Mon maître, devenu mon compère, vantait partout ma probité et me déclarait incorruptible.

Pendant le cours de ma vie publique et politique, une seule question m’intéressa un instant. Ce fut la question d’Orient, question que la hardiesse de la diplomatie a pu résoudre enfin, à la satisfaction des Lièvres de tous les pays. En Orient, le Lièvre a été l’objet de l’attention particulière du législateur, qui défend de manger sa chair. Je suis donc de ceux qui ne redoutent nullement l’agrandissement de l’empire ottoman.

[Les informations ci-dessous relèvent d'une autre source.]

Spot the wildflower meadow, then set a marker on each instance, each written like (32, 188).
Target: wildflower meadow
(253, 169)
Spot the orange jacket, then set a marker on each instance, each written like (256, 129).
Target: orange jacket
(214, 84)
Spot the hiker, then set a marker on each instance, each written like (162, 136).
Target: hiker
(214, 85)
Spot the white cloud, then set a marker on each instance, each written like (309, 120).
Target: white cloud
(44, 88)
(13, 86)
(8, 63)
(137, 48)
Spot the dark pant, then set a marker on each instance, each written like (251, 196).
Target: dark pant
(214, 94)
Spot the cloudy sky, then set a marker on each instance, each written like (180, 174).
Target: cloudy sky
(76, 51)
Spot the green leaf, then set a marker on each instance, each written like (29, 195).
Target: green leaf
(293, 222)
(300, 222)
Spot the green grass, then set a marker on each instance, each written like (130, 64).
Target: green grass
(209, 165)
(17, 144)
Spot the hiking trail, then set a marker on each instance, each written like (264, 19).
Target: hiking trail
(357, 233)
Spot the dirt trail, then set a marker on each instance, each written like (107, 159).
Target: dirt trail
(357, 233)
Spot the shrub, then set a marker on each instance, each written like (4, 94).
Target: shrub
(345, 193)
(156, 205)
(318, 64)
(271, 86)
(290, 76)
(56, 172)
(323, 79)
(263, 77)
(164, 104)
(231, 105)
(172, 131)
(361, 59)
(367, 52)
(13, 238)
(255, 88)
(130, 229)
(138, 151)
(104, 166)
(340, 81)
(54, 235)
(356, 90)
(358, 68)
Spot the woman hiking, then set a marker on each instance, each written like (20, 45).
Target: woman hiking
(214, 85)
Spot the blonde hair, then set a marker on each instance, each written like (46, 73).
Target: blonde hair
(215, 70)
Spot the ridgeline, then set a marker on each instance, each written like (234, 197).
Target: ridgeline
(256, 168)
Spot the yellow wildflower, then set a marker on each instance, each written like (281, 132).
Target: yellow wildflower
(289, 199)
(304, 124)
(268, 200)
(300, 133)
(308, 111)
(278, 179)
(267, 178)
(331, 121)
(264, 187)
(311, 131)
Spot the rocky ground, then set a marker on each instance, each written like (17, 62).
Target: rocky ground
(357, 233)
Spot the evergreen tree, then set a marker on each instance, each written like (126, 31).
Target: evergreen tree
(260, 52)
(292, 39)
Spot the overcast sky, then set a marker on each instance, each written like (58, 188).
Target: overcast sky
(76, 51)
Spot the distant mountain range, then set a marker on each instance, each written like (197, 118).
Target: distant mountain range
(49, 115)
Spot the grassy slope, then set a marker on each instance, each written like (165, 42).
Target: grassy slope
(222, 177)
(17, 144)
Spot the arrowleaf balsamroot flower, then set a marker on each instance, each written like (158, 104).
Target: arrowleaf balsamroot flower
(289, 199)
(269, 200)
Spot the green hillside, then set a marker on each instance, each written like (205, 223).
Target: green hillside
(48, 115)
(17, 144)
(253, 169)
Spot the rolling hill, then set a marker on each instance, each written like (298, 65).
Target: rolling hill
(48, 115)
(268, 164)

Mais hélas ! tant va la cruche à l’eau qu’à la fin elle se casse. Une fois, après toute une journée de fatigues, je venais de donner la cinquantième représentation extraordinaire de la soirée, j’avais recueilli de nombreux applaudissements, et mon maître pas mal de gros-sous ; les deux chandelles qui éclairaient la scène tiraient à leur fin, je croyais ma journée bien finie, je dormais tout éveillé (pour faire plaisir à M. de Buffon), quand mon tyran, sur la demande d’un parterre insatiable, annonça la cinquante et unième représentation extraordinaire de tous mes exercices. Je l’avoue, la patience m’échappa : on ne s’amuse jamais en amusant les autres ; le feu me monta au cerveau, et quand je me retrouvai sur ma planche maudite, j’avais déjà perdu la tête. Je crois que je posai machinalement la patte sur la détente du pistolet.

— Feu pour Louis XVIII ! cria mon maître.